The trendiness of better for you foods philosophies-- for example, eating more plants and locally sourced foods-- has undoubtedly made us more conscious of what we're putting on our plates. It's also made reading labels at the market into a game of food forensics-- does that "approved organic" stamp promise a food is nutritious? Why doesn't your container of kale chips have a "certified vegan" stamp? How do you know if a food is locally produced? Ethically produced?
Clean food started to get favored back in the mid-1990s. Grocery chains were starting to "clean up" store brand ingredient lists by removing chemical ingredients and weird sounding names.

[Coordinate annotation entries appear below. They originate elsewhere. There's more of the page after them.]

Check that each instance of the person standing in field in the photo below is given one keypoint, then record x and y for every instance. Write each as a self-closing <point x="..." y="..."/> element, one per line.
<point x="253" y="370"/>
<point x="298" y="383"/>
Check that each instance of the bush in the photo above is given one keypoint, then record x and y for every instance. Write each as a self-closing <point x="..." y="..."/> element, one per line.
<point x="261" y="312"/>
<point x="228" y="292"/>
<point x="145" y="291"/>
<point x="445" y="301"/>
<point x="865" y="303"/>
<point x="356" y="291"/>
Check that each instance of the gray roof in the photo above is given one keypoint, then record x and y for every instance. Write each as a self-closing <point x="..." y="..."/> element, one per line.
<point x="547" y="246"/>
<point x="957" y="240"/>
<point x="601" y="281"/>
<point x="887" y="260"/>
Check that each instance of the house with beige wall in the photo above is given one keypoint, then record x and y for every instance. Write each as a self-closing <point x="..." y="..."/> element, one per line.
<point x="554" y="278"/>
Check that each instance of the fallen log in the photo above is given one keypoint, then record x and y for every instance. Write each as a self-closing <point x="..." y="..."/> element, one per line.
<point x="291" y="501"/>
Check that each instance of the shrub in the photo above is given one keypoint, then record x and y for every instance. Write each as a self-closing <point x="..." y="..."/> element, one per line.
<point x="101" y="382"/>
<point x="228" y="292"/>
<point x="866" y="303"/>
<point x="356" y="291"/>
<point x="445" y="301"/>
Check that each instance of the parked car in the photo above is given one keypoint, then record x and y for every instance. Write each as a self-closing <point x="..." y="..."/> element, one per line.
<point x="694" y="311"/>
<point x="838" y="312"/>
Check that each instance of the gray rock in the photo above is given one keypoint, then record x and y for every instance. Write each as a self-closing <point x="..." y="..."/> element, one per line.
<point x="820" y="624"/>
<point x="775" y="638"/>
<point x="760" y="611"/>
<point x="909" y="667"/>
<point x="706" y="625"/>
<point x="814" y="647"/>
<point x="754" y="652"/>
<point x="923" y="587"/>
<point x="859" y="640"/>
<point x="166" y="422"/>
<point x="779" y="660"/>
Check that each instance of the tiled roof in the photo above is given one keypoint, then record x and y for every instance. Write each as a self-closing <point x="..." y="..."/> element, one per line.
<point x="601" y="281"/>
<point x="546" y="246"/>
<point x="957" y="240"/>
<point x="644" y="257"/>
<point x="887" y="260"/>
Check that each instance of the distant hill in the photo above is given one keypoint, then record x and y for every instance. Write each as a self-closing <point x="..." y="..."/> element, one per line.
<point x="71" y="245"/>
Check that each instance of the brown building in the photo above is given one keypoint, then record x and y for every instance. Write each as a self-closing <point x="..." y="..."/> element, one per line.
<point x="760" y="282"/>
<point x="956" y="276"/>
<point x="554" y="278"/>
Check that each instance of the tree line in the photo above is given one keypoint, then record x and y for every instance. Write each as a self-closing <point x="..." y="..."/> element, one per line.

Back then, this move was considered controversial, because it involved doing away with added nutrients, listed by their technical, non-household names (like pantothenic acid, a B vitamin), as well as eliminating preservatives, which meant short shelf lives (e.g., would consumers really want bread that gets moldy or hard within a few days?).
This was an idea whose time had come. Consumers were starting to keep an eye on how foods were created, and what they were made of, health food stores were attracting more and more users, and many natural food stores and farmer's markets experienced remarkable 4-year growth of 544% between 1989 and 1993, making it one of the speediest growing sectors in America.
Today, two decades down check here the road, clean eating, or eating clean, is a major movement, stimulated by people from all walks of life who want to feel good about what they're putting in their bodies.
When we asked our readers "What does clean and healthy eating mean to you?" we received a variety of replies, from simply "eating fresh fruits and veggies," to "not eating anything counterfeit."
Throughout the years, my own ideas of what it means to eat clean have evolved dramatically, here's my current take on what this philosophy (which I'm a huge fan of):
Eat foods that are minimally processed.
This one is pretty easy-- instead of a carrot cake, eat a carrot and some nuts! The primary principle of eating clean is to replace highly processed foods with fresh and natural foods. To me, this means foods that haven't had anything added to them, and haven't had anything valuable taken away.
So, even if you're not thriving quinoa in your back yard, you can buy this whole grain in the bulk section of your market, or in a box, where the only ingredient is quinoa, and only quinoa. That's a far cry from a refined grain, that's been stripped of its fiber-rich bran (outer skin) and healthful germ (the inner part that sprouts into a new plant), bleached, and adulterated with preservatives.
Let ingredients guide you.
I don't think it's pragmatic to never eat anything that comes out of a box, jar, or bag , but when you do, the primary thing a clean eater looks at is the ingredient list and the nutritional label. Reading it is the only way to really know what's in your food, and choose foods that are as close to their natural state as possible.
FoodSniffr.com is among my favorite apps as they do all this heavy-lifting for you.
I got one of my cherished brands, which are made with: organic buckwheat and rice, organic whole quinoa, organic pumpkin and chia seeds, organic brown flax seeds, organic brown sesame seeds, organic poppy seeds, filtered water, sea salt, organic black pepper, organic herbs-- all "real" and recognizable ingredients; a list that just about reads like a recipe I could recreate in my own kitchen.
They will highlight what they call as the good, the bad and the ugly in various grocery foods. They can also tell you if the product is gluten free, lactose free, corn free etc; if it has GMOs, or is high sugar, high salt etc. The biggest plus for me though is learning about the unsavory ingredients in my favorite products - msg, TBHQ and other weird names that I had ignored in the past - but realize now how harmful they are to my health.
Bingo! Clean eating is about paying attention to quality first, and not letting terms like zero trans fat, low sodium, or sugar free fool you into thinking that a processed food is healthy.